His rebirth in 2005 caught everyone by surprise, so much so that his directorial debut, Kiss Kiss Bang Bang, disappeared quietly at the box-office only to slowly find a substantial legion of fans via home video. The film is once again rooted in his affection for mismatched partners forced to solve a mystery laced with boldly-drawn villains, noir-trappings, hilariously rapid-fire dialogue, and frequent bursts of violence, but like 1996’s Scream, the movie is simultaneously a take down of its genre cliches and a brilliant example of that same genre.
Black’s been involved with a few other projects since then including a small indie about a third-generation triathlete, but his latest film sees him returning once again to a world and a formula he knows so well – perhaps too well.
The Nice Guys is a late ’70s Los Angeles-set story of two not-so nice guys, Jackson Healy (Russell Crowe) and Holland March (Ryan Gosling). Healy is a heavy who (inexplicably) makes a living sending “messages” to bullies, stalkers, thugs and the like, and his combination of concise words and bone-crunching violence gets the point across every time. March is a single father and widower working as a private eye more accustomed to shaking down clients than actually solving cases, and while his young daughter loves him she sure doesn’t respect him. A teenager named Amelia is the catalyst that brings the two together, begrudgingly, and they quickly find themselves neck-deep in a case involving murder, corruption, pornography, and bird lungs.
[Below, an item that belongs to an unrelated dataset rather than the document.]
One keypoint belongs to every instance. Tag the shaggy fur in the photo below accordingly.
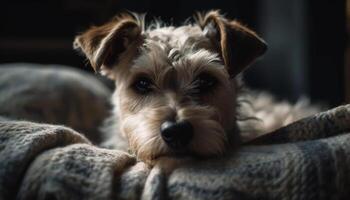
(174, 59)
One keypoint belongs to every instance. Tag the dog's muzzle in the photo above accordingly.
(177, 135)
The good news here, and perhaps the only news that ultimately matters, is that Black’s latest is a very funny film that once again gives comedic breath to two performers better known for their dramatic chops.
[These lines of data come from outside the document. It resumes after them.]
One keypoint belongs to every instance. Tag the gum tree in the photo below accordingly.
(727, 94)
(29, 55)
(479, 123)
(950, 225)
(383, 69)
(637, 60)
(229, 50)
Crowe is at his most charming with a soft tone and wry smile even as he’s snapping arms – especially as he’s snapping arms. Healy’s not given much of a back story, but his delivery of one short monologue in particular tells us everything we need to know about who he is and who he wants to be, and while he’s a tough guy Crowe’s performance ensures we see the warmth and wit beneath. Gosling meanwhile cuts loose and frees the comedian we always suspected was inside him with a performance equally adept at both physical comedy and line delivery. March is far from the brightest bulb in the drawer, and Gosling embraces the character’s often accidental self-deprecation.
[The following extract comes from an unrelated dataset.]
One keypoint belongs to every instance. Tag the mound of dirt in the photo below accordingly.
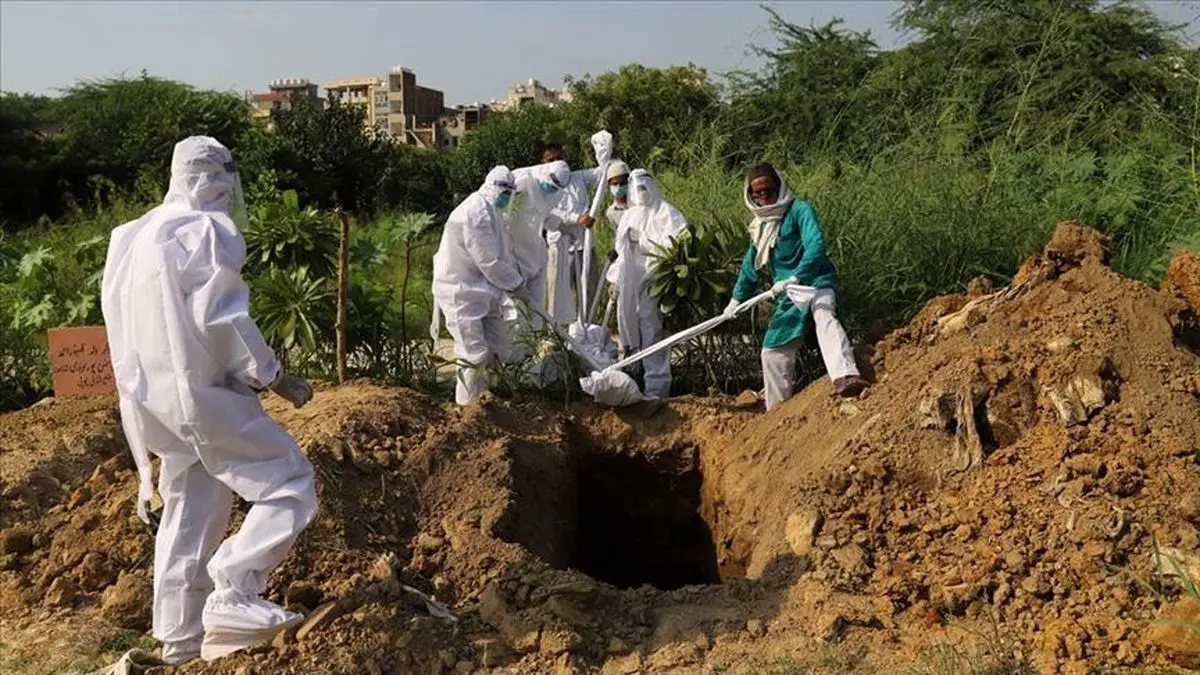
(1025, 471)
The two of them are enough to make the film a must-see, but the inevitable comparison to Kiss Kiss Bang Bang reveals The Nice Guys to be something of a step backward in the script department.
The jokes are nearly non-stop, and while many land perfectly it’s due as much to Gosling’s delivery as the writing itself. Black pummels audiences with gags and one-liners to the point where they occasionally feel forced in their presence and weight. He doesn’t give his characters much room to breathe meaning they never quite rise from the page the way Lockhart (Robert Downey Jr.) and Perry (Val Kilmer) did in KKBB. That film sent its lead duo into an equally twisted and ridiculous story, but they existed as far more than mere joke machines.
The other big hurdle to an emotional connection here is the character of March’s daughter, Holly (Angourie Rice). Her performance is fine as Rice shows an energetic and wise personality, but Holly is so excessively precocious as to be obnoxious. The idea that she’s the mature, smart one in their father/daughter relationship is made clear and then run into the ground to the point where you wonder if she dresses him in the morning and wipes his ass too. By the time the third act rolls around she’s moved from engaging supporting character to distraction.
The story itself feels like Black’s loose take on Chinatown, but while the side characters and story turns are often inventive and fun the plot details fail to take hold. The revelations play out with a wink-wink attitude aimed at modern audiences rather than being events that feel naturally powerful for the period (a la Chinatown’s water supply conspiracy).
It sounds like I’m knocking more of The Nice Guys than I’m praising, but that’s only because the specifics of what doesn’t quite work are easier to explore than the broad positives. The movie is very entertaining – more so than any other wide-release comedy this year – and both Crowe and Gosling reveal comedic chops I hope to see again very soon. Even as the story grows convoluted and dully absurd they keep a smile on your lips with laughter not far behind.
See The Nice Guys. Enjoy The Nice Guys. Then go back and give Kiss Kiss Bang Bang the love and attention it deserves for doing things even better.